Il est également indispensable de faire évoluer notre organisation industrielle, dans le sens de la flexibilité, de l'agilité, de la souplesse. En 2011, plus de 5 000 collaborateurs ont accepté une offre de mobilité professionnelle, dont plus de 1 300 avec une contrainte de mobilité géographique : je rends hommage aux salariés qui participent à cet effort de réorganisation en des temps difficiles. Dans un monde incertain, où les marchés, les circuits commerciaux et les produits évoluent, quelle entreprise peut rester immuable et rigide ? Les crédits d'heures, les banques d'heures, les équipes variables permettent de s'adapter à la demande : nous avons toujours en tête le client.
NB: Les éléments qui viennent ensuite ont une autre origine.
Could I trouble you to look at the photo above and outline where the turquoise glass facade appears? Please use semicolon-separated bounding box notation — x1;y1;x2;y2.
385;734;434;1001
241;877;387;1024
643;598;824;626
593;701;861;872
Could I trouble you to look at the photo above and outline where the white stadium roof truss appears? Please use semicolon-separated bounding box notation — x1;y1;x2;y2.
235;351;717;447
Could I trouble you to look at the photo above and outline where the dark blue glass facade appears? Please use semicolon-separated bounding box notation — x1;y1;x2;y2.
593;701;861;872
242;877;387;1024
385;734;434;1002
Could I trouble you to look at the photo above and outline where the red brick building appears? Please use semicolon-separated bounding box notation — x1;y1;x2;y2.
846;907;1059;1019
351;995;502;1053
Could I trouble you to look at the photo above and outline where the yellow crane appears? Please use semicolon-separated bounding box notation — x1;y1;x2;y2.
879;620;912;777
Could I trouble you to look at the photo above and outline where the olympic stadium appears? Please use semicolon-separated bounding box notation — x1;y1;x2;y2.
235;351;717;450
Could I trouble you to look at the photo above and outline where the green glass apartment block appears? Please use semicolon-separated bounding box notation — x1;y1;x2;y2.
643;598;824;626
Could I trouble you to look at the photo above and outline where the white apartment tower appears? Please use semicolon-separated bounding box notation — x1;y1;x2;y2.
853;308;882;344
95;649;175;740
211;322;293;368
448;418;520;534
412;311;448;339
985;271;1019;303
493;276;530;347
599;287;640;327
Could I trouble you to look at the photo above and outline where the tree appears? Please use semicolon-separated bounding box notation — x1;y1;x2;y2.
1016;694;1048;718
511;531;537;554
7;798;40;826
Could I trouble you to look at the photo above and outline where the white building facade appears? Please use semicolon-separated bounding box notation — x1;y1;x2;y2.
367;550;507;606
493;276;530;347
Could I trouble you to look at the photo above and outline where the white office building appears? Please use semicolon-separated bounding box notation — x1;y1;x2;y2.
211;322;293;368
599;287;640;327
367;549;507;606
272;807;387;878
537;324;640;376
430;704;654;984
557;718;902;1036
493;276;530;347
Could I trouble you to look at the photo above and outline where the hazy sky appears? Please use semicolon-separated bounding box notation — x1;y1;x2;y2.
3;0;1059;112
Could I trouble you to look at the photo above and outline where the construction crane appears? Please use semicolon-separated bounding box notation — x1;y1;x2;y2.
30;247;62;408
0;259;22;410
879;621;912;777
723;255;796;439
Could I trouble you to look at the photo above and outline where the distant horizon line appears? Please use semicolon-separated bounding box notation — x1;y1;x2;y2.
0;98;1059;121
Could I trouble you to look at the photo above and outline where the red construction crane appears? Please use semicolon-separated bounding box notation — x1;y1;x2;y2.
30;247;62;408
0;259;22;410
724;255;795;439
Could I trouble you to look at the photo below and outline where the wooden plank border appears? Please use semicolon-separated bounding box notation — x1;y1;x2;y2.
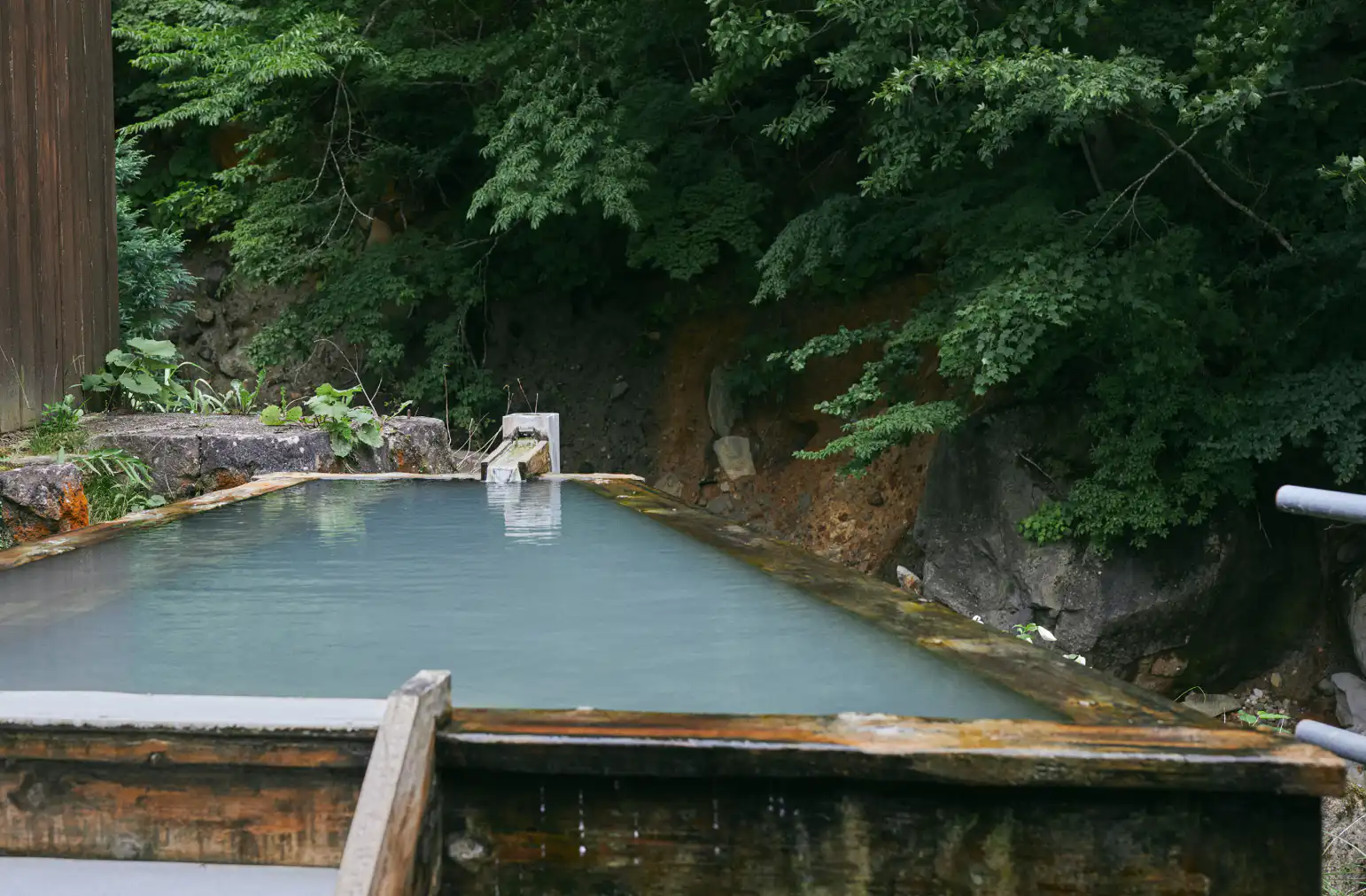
437;707;1347;796
336;670;451;896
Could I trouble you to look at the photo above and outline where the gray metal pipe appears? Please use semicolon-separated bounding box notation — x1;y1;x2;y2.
1276;485;1366;523
1295;718;1366;763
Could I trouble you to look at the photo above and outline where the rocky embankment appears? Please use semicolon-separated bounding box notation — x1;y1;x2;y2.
0;413;461;549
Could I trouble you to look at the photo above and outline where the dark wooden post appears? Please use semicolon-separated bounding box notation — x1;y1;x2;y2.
0;0;119;431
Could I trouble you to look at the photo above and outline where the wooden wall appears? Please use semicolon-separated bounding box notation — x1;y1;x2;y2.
0;0;119;433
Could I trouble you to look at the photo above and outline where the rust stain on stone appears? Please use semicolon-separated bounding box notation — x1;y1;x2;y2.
58;483;90;534
213;470;252;491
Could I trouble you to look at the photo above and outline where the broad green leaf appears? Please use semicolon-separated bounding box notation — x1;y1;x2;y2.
314;382;361;398
128;337;179;360
81;373;115;392
119;370;161;395
355;421;384;448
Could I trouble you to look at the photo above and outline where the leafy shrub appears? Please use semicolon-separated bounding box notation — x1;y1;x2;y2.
28;395;86;455
66;448;167;523
261;382;399;458
81;337;190;411
113;139;196;339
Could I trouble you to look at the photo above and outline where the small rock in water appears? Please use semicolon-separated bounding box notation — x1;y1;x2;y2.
711;436;754;479
1182;692;1243;718
706;494;735;516
1333;672;1366;732
655;473;683;498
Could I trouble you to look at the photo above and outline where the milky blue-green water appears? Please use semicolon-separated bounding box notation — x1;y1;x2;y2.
0;481;1052;718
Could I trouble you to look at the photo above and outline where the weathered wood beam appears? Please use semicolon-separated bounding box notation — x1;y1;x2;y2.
336;672;451;896
437;709;1346;796
0;757;362;862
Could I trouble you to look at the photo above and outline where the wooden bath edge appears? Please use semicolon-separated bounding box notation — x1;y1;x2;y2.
0;473;1343;792
0;692;1347;796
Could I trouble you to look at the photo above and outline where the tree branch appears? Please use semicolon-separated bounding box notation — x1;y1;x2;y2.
1142;121;1295;255
1262;78;1366;100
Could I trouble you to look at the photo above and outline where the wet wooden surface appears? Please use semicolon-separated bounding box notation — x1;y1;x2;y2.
0;728;373;769
0;474;308;572
0;0;119;433
579;478;1217;727
0;760;362;868
336;672;451;896
443;773;1320;896
439;709;1346;796
0;725;373;862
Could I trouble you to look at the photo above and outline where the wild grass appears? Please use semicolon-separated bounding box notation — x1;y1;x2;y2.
1323;769;1366;896
67;448;167;523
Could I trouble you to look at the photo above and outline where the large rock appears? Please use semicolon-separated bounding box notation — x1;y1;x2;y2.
711;436;754;479
384;417;459;473
86;413;454;498
904;411;1318;690
706;367;741;438
1331;672;1366;733
0;463;90;549
86;413;336;500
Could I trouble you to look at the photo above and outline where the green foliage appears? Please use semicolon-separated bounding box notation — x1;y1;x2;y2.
261;382;393;458
116;0;1366;546
175;380;261;413
28;395;86;455
261;405;303;426
64;448;167;523
305;382;384;458
1321;156;1366;202
1238;709;1290;733
1019;501;1072;545
113;139;194;339
81;337;190;411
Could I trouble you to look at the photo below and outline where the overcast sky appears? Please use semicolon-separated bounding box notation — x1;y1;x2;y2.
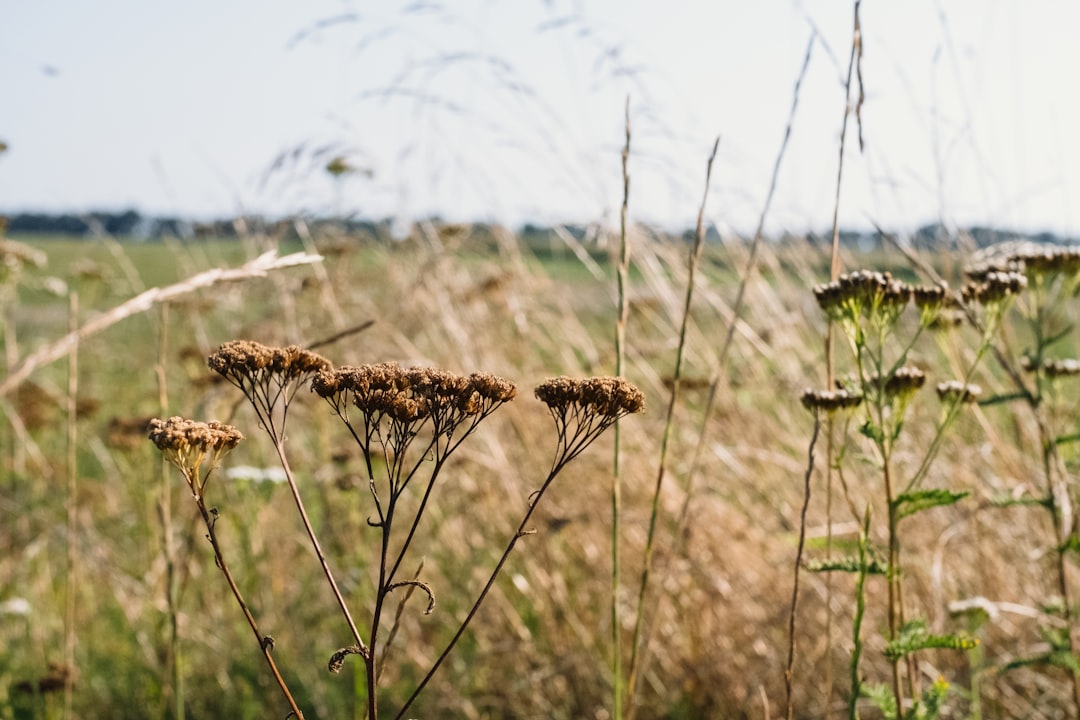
0;0;1080;236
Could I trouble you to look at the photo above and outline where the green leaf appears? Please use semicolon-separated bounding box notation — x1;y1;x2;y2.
904;677;949;720
802;556;886;575
892;488;971;520
859;420;885;444
978;391;1031;407
885;620;978;662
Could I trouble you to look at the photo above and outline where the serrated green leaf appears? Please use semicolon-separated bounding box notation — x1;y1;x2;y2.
859;420;885;443
892;488;971;520
885;620;978;661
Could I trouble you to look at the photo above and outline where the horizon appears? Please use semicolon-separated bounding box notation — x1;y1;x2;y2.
0;0;1080;236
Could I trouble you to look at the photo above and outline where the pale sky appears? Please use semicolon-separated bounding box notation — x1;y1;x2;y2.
0;0;1080;236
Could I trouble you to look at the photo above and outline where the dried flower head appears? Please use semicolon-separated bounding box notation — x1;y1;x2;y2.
885;365;927;398
534;377;645;473
311;363;517;452
813;270;912;337
206;340;333;431
937;380;983;403
206;340;330;389
149;416;244;497
799;389;863;413
963;271;1027;309
1020;356;1080;378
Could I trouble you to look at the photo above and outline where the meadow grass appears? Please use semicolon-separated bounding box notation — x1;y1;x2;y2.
0;225;1076;718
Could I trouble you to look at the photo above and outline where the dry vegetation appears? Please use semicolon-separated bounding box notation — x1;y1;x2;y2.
0;222;1076;718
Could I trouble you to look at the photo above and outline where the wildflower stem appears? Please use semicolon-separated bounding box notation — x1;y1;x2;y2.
611;95;630;720
394;468;570;720
272;440;375;660
189;487;303;720
784;410;821;720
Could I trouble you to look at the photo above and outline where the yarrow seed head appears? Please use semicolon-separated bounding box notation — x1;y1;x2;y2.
799;389;863;415
149;416;244;497
206;340;332;384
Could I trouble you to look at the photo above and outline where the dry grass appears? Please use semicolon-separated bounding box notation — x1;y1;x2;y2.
0;226;1075;718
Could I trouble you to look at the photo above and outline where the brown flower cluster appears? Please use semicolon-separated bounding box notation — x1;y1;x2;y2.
311;363;517;434
885;365;927;397
206;340;332;385
535;377;645;420
813;270;949;324
535;377;645;468
937;380;983;403
963;271;1027;305
799;390;863;413
966;242;1080;282
1020;357;1080;378
149;416;244;497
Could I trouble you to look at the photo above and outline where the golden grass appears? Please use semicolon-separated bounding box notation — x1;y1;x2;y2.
0;226;1075;718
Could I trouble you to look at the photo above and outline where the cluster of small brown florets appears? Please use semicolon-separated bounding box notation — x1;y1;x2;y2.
206;340;332;388
149;416;244;495
813;270;949;323
311;363;517;432
962;271;1027;305
535;377;645;419
1020;357;1080;378
800;390;863;412
966;242;1080;282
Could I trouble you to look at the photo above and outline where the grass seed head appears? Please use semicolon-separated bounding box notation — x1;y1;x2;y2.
799;389;863;415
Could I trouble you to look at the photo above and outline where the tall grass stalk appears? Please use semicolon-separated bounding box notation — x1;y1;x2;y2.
153;302;185;720
611;97;630;720
64;291;79;718
626;137;720;717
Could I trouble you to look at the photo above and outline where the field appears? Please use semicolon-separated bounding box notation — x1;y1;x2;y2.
0;225;1080;719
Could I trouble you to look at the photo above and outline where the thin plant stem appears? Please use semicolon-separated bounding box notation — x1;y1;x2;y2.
394;460;565;720
266;440;375;660
195;494;303;720
784;410;821;720
626;137;720;717
154;302;185;720
64;293;79;718
611;96;630;720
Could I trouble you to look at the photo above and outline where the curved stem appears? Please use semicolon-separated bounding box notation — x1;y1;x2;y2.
268;442;374;656
195;497;303;720
394;470;565;720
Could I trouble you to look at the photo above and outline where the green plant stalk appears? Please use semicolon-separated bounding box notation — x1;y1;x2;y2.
1029;275;1080;717
64;291;79;718
154;302;185;720
784;410;821;720
191;468;303;720
610;96;630;720
626;137;720;718
848;506;870;720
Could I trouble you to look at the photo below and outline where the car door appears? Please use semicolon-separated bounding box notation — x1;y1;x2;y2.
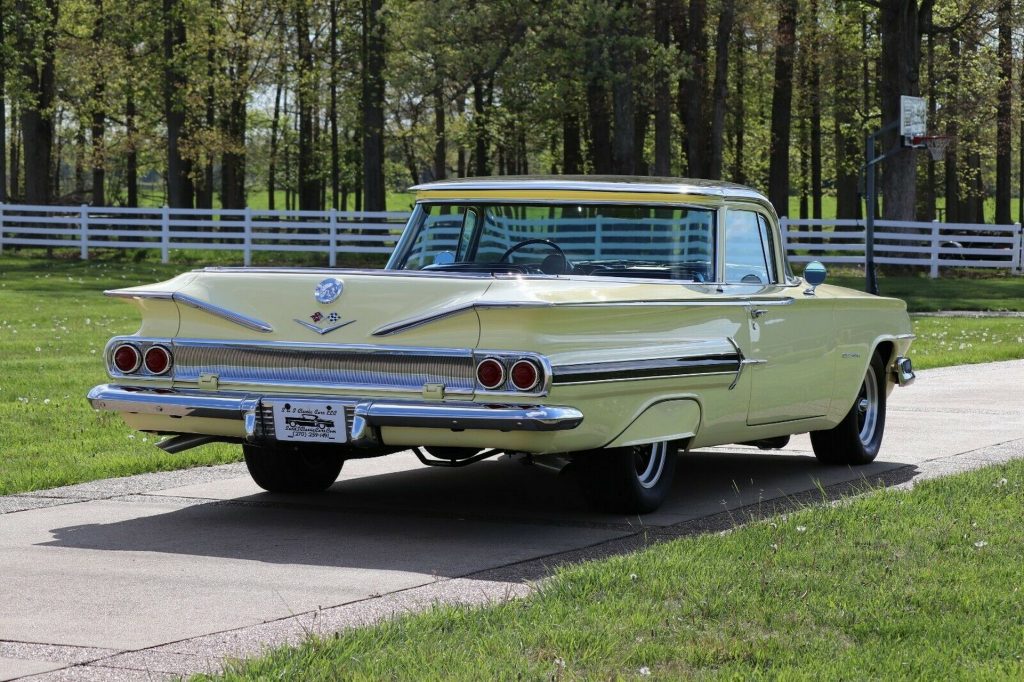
725;209;837;426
Grâce aux contrats de projets, nous accueillons des jeunes sans qualification pour trois, cinq ou huit ans : ils acquièrent ainsi une expérience solide, un immense capital de compétences qui augmente leur employabilité.

Mais le coût du travail reste très élevé. Je sais gré au Sénat de s'être penché sur la question, à l'occasion d'une mission d'information sur la désindustrialisation menée par MM. Martial Bourquin et Alain Chatillon. Vous avez, je le sais, le souci de ne pas pénaliser l'entreprise France. Au-delà des clivages politiques, le renforcement de notre compétitivité s'impose. Je suis très satisfait qu'un débat s'engage à ce sujet dans le public : chacun doit prendre conscience des difficultés que connaissent les industriels, qui exercent un beau et passionnant métier, au fondement de la création de valeur pour notre pays.